Kajian Ecosoc (2007)
dan Wulan (2010) menunjukkan bahwa 80% persoalan yang dialami buruh migran
kita di luar negeri justru berawal dari dalam negeri melalui pemalsuan
dokumen. Penelitian Wulan (2012) juga mengindikasikan keminiman informasi
migrasi yang diterima masyarakat ataupun pemerintah desa. Buruh migran dan
keluarganya memperoleh informasi hanya dari calo atau sponsor. Padahal calo
atau sponsor memiliki banyak trik untuk merayu calon korban supaya mau
bekerja ke luar negeri.
Penelitian Wulan
(2010) di Banyumas dan Wonosobo menemukan fakta bahwa keberangkatan ke luar
negeri bergantung dari informasi dan sepak terjang calo.
Deteksi Awal
Tidak tertutup
kemungkinan calo mengupayakan segala cara untuk bisa memenuhi persyaratan
dokumen yang dibutuhkan, termasuk memalsu tanda tangan, data atau identitas
calon buruh migran yang direkrut. Pada titik inilah penting untuk
meningkatkan peran pemerintah desa dan komunitas desa supaya bisa menjadi
basis migrasi yang aman.
Pemerintah desa selama
ini belum menyediakan informasi yang cukup mengenai prosedur migrasi yang
benar dan aman. Jika pemerintah desa memiliki informasi lengkap tentang
prosedur migrasi yang aman, termasuk PJTKI yang legal, serta memahami UU
tentang PTPPO, niscaya trafficking bisa terdeteksi sejak titik awal
pemberangkatan.
Sebagai pintu keluar
pertama proses migrasi, pemerintah desa bisa memperkuat kebijakan, semisal
dengan menganggarkan dana untuk sosialisasi migrasi yang aman serta
memperkuat keberadaan basis komunitas desa guna pengawal migrasi yang aman.
Peran itu sudah dilakukan oleh LSM, semisal Seruni yang bermarkas di Desa
Datar Kecamatan Sumbang Kabupaten Banyumas.
LSM itu, melalui situs
www.seruni.or id yang mereka kelola, menyampaikan informasi migrasi yang aman
serta menyiapkan diri mengadvokasi kasus yang dialami buruh migran.

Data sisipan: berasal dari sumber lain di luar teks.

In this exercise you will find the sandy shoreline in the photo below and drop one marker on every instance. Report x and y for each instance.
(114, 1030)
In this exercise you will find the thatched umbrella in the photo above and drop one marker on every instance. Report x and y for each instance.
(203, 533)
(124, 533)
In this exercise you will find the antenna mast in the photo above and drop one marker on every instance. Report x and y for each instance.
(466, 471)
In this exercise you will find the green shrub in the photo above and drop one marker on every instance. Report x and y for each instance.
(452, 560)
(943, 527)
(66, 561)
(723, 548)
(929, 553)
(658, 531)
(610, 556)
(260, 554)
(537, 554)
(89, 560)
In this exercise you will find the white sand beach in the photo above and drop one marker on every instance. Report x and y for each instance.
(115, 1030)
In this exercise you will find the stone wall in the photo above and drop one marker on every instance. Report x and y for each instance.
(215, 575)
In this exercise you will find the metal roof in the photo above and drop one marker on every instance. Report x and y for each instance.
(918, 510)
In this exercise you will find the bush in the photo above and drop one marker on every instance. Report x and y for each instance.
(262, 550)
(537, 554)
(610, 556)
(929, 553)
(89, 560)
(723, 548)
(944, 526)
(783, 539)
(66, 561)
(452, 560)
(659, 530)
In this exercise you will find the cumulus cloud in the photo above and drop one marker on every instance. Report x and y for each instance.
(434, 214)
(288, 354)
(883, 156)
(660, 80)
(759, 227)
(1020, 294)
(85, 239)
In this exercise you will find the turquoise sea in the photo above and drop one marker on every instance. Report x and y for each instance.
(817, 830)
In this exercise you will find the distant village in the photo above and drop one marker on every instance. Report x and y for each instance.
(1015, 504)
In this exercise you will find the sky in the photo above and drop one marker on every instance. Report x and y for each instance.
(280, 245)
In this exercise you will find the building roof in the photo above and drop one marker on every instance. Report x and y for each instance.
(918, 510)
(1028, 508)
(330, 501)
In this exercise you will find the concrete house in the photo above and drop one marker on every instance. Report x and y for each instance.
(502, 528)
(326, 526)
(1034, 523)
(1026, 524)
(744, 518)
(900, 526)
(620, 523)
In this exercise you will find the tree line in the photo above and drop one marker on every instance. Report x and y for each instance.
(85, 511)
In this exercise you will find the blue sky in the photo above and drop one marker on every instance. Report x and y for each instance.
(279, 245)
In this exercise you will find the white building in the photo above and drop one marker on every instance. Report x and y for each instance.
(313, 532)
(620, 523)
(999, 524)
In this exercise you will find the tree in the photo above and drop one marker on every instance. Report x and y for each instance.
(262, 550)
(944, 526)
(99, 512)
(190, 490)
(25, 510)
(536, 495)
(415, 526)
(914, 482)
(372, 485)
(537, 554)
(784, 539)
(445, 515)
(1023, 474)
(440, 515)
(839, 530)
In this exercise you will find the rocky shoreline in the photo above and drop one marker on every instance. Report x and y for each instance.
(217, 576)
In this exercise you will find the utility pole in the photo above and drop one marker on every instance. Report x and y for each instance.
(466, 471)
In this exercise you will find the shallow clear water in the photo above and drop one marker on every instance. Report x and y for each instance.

Di sisi
lain, pemerintah Desa Lipursari Kecamatan Leksono, Desa Mergosari Kecamatan
Sukoharjo, dan Desa Kuripan Kecamatan Garung, semuanya di Kabupaten Wonosobo,
komit untuk menguatkan basis komunitas desa sebagai pusat informasi migrasi
yang aman.
Penegakan hukum bagi
pelaku trafficking harus dikawal hingga mereka memperoleh hukuman setimpal.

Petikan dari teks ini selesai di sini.